You’ll need to create an api key (CHART_TOKEN) which will allow github actions to act on your behalf. Go into your user settings

Then Developer Settings, then Personal access tokens. Click Generate new token

I change to no expiration and full repo access.

When you hit generate, copy the token that is displayed. Save it somewhere.

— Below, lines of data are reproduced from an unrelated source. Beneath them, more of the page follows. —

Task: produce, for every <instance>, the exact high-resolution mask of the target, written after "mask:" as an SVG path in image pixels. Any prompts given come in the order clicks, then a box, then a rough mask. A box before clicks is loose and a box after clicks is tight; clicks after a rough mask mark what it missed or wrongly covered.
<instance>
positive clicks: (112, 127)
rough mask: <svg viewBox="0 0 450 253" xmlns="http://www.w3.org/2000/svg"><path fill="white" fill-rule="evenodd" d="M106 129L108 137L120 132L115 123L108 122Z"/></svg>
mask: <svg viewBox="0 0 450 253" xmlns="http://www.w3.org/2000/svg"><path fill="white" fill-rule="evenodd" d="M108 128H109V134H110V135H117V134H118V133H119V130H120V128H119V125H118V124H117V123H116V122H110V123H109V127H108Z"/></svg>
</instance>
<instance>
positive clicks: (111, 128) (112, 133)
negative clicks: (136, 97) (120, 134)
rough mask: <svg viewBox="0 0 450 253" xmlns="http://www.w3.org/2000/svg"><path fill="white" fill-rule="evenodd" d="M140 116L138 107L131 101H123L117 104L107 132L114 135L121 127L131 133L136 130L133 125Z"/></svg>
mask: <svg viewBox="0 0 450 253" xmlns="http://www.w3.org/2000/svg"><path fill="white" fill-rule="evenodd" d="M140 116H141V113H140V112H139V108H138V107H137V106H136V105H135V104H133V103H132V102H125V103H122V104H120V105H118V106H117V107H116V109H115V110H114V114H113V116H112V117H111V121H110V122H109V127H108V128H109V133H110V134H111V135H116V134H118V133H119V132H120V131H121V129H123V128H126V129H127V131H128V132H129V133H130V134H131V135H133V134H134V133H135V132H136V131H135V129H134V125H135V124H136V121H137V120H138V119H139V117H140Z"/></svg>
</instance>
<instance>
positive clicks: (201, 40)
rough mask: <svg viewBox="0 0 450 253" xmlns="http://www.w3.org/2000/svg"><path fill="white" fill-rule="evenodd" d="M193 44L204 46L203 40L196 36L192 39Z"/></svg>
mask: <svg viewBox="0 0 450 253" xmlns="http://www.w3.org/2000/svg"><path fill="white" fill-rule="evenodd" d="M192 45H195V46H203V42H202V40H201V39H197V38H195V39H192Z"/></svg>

Go to your cloud_application settings/secrets page. Create a New repository secret called CHART_TOKEN with the value of your token

Publish the Chart Repo

All we have to do now is push these changes up into main

$ git add . 

$ git commit -m "helm chart"
[main b20f32e] helm chart
 14 files changed, 437 insertions(+), 1 deletion(-)
 create mode 100644 helm/cloud-application/.helmignore
 create mode 100644 helm/cloud-application/Chart.yaml
 create mode 100644 helm/cloud-application/templates/NOTES.txt
 create mode 100644 helm/cloud-application/templates/_helpers.tpl
 create mode 100644 helm/cloud-application/templates/deployment.yaml
 create mode 100644 helm/cloud-application/templates/hpa.yaml
 create mode 100644 helm/cloud-application/templates/ingress.yaml
 create mode 100644 helm/cloud-application/templates/role.yaml
 create mode 100644 helm/cloud-application/templates/rolebinding.yaml
 create mode 100644 helm/cloud-application/templates/service.yaml
 create mode 100644 helm/cloud-application/templates/serviceaccount.yaml
 create mode 100644 helm/cloud-application/templates/tests/test-connection.yaml
 create mode 100644 helm/cloud-application/values.yaml

$ git push
Enumerating objects: 26, done.
Counting objects: 100% (26/26), done.
Delta compression using up to 4 threads
Compressing objects: 100% (19/19), done.
Writing objects: 100% (22/22), 6.49 KiB | 1.62 MiB/s, done.
Total 22 (delta 2), reused 0 (delta 0), pack-reused 0
remote: Resolving deltas: 100% (2/2), completed with 2 local objects.
To github.com-bullyrook:bullyrooks/cloud_application.git
   a060e27..b20f32e  main -> main

We should see our new task getting executed from the github actions screen

Found chart directory helm/cloud-application
==> Linting helm/cloud-application
[INFO] Chart.yaml: icon is recommended

1 chart(s) linted, 0 chart(s) failed
Successfully packaged chart and saved it to: /tmp/tmp.Mnhdph/cloud-application-1.0.3.tgz
Cloning into 'helm-charts'...
Branch 'gh-charts' set up to track remote branch 'gh-charts' from 'origin'.
Switched to a new branch 'gh-charts'
No index found, generating a new one
[gh-charts cfeabb6] Publish cloud-application-1.0.3.tgz
 2 files changed, 14 insertions(+)
 create mode 100644 cloud-application-1.0.3.tgz
 create mode 100644 index.yaml
To https://github.com/***/helm-charts
   e267136..cfeabb6  gh-charts -> gh-charts

and we should see the tarball and index updated in the chart github repo

Most importantly, the service chart version will match the image tag version and both will be available in our helm chart.